The plaintiffs, who are qualified electors and patrons of Perryville School District No. 7, and also qualified electors and patrons of what was formerly Cherry Hill School District No. 21, filed suit against the Directors and Superintendent of the Perryville School District to require them to continue to operate the ward school at Cherry Hill, and in the alternative, asking that the order of the County Board of Education dissolving the Cherry Hill District and annexing said District to the Perryville District be set aside, and the Cherry Hill District be restored as it was prior to the order of the County Board of Education.

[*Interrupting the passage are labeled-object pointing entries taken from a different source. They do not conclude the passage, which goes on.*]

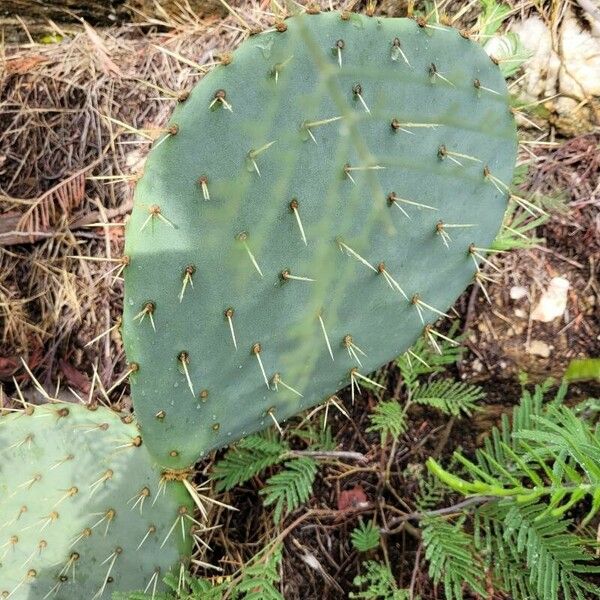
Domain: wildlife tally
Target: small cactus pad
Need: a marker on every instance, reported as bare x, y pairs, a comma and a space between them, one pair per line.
83, 509
316, 202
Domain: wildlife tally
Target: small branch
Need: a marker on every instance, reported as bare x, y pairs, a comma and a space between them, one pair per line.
9, 234
417, 516
357, 456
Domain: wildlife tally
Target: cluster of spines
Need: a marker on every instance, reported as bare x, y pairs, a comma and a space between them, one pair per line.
441, 229
65, 569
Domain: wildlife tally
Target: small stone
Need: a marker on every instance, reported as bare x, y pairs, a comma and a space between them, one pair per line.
539, 348
553, 302
517, 292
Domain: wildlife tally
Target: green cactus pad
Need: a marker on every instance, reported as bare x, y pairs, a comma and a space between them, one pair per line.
83, 509
370, 155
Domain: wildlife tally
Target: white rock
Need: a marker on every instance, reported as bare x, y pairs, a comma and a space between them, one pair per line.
539, 348
517, 292
553, 302
571, 67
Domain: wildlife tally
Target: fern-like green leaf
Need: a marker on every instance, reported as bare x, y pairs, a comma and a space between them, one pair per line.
365, 537
260, 578
378, 583
551, 558
388, 418
289, 488
248, 458
450, 397
423, 359
452, 559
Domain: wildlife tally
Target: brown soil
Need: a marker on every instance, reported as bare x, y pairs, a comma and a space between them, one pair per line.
55, 143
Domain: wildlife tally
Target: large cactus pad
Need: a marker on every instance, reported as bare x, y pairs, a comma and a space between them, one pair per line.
83, 509
317, 201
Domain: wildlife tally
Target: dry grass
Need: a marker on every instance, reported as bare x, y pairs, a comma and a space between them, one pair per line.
66, 164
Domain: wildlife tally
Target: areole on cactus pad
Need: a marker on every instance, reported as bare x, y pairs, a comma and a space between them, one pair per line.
84, 509
317, 202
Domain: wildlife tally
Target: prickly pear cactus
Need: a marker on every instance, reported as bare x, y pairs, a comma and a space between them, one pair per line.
83, 510
317, 201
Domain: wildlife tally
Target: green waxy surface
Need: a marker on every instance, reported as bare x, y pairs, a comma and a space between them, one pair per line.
83, 512
257, 155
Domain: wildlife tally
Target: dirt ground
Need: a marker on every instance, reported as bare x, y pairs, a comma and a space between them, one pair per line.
67, 162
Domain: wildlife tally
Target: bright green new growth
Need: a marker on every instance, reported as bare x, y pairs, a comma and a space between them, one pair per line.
317, 202
83, 509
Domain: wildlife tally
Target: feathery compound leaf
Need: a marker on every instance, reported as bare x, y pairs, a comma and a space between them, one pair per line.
554, 556
538, 467
248, 458
260, 579
388, 418
452, 558
423, 359
291, 487
379, 582
450, 397
365, 537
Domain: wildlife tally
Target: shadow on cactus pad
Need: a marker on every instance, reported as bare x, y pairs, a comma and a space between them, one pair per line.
315, 204
84, 511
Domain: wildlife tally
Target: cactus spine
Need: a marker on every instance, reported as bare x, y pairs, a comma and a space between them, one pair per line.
317, 202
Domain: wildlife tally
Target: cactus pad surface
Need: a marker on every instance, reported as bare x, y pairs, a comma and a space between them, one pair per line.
317, 202
83, 511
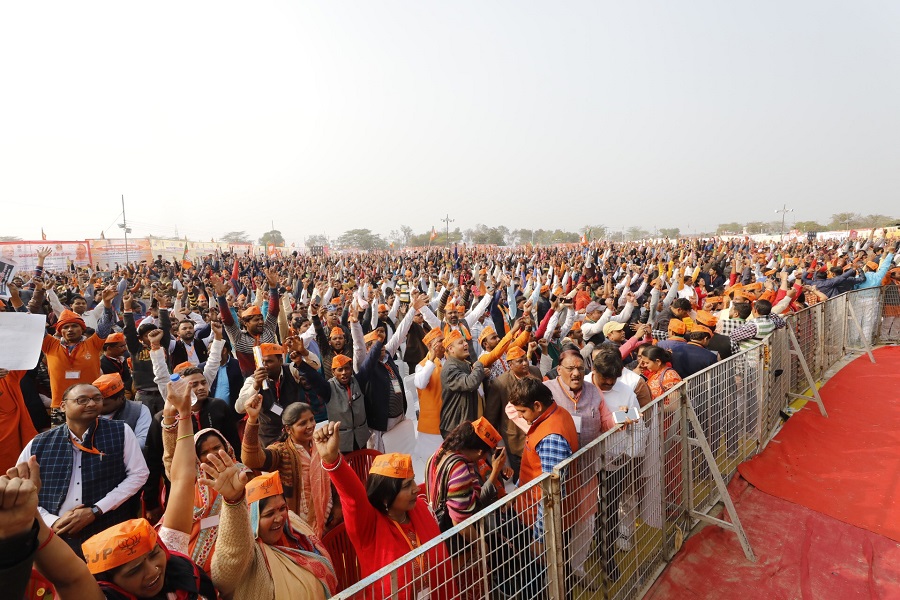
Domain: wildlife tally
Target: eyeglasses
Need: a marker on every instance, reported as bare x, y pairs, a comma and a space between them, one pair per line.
85, 400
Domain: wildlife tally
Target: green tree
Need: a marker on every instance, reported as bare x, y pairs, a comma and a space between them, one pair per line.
809, 226
732, 228
636, 233
482, 234
236, 237
874, 221
317, 239
362, 239
844, 221
272, 237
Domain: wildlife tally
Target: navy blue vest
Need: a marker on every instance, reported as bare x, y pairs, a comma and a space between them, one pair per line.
99, 474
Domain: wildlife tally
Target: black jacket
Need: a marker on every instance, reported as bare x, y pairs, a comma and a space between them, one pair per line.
214, 413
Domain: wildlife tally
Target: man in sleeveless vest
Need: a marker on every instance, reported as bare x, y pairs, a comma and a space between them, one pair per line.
187, 348
113, 360
116, 407
757, 328
92, 469
283, 388
551, 439
344, 399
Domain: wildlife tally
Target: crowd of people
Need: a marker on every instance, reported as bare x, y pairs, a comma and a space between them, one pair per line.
186, 430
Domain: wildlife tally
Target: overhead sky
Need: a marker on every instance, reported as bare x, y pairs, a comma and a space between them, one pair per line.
326, 116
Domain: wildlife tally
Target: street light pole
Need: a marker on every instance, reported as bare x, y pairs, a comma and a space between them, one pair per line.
124, 226
447, 220
784, 211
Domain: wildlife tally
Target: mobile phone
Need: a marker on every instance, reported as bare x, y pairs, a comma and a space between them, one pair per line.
621, 416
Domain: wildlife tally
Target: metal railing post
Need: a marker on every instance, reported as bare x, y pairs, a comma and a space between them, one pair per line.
553, 537
862, 333
798, 352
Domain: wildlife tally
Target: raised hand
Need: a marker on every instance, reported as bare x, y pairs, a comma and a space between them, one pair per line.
181, 401
224, 475
327, 440
19, 498
219, 285
253, 408
109, 292
272, 277
420, 301
155, 337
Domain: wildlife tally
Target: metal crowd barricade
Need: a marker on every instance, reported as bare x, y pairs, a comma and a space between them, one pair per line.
496, 553
607, 520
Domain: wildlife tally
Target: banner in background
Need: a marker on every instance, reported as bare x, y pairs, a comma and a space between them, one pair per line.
108, 252
24, 254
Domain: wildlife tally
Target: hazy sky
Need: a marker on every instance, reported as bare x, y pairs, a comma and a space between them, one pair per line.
326, 116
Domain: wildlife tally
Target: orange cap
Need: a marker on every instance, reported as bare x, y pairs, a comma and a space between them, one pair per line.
68, 317
339, 361
394, 465
485, 334
109, 385
431, 336
702, 329
515, 353
118, 545
452, 337
677, 327
263, 487
271, 349
706, 318
253, 310
115, 338
182, 366
486, 432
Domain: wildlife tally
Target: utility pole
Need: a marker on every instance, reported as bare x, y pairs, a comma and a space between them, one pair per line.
447, 220
124, 226
784, 211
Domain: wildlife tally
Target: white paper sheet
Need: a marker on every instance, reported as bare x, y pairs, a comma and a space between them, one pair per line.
21, 336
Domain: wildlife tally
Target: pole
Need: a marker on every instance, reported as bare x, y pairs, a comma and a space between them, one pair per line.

The defendants demurred to the complaint on the ground that the complaint, as amended, did not state *199a cause of action. The Chancery Judge sustained the demurrer and dismissed the complaint. The plaintiffs bring this appeal alleging error by the trial court in sustaining the demurrer and dismissing the complaint.

The appellants urge that the agreement to operate the ward school at Cherry Hill was a condition to the annexation and that this agreement was made a part of the order of the County Board of Education when they dissolved the district. It is true that the agreement was made a part of the order of the County Board of Education. It is further true that ethics is on the side of appellants. Even so, our research reveals the cold letter of the law to be on the other side. This being so, we have no choice but to find contrary to appellants position. School District Directors can only enter into agreements which bind their districts and the inhabitants thereof by reason of express statutory authority. School District No. 18 of Jackson County v. Grubbs Special School District, 184 Ark. 863, 43 S. W. 2d 765. A person contracting with a Board of Education is presumed to know the limitations of its powers and can acquire no right by contract which said board is not clearly authorized to make. Rural Special School District No. 50 v. First National Bank, 173 Ark. 604, 292 S. W. 1012.

There is no statutory authority giving school directors the power to enter into contracts agreeing to maintain a school at a certain place indefinitely. The powers of school directors are conferred by law for public purposes, and the exercise thereof, involving as it does a matter of future policy properly subject to change to meet changing conditions, cannot be restricted by an agreement of the nature of the one here involved. To hold otherwise would create a school at Cherry Hill not subject to change by anyone as long as the condition is met.

Based upon this reasoning, appellants’ remaining contention that the action of the Perryville School Board is in the nature of a collateral attack on the order of annexation made by the County Board must also fail since the part of the order concerning the future opera*200tion of the Cherry Hill School was void because the School board possessed no authority to make the agreement.

Equity being bound to follow the law, we conclude that the decree of the Chancellor must be affirmed.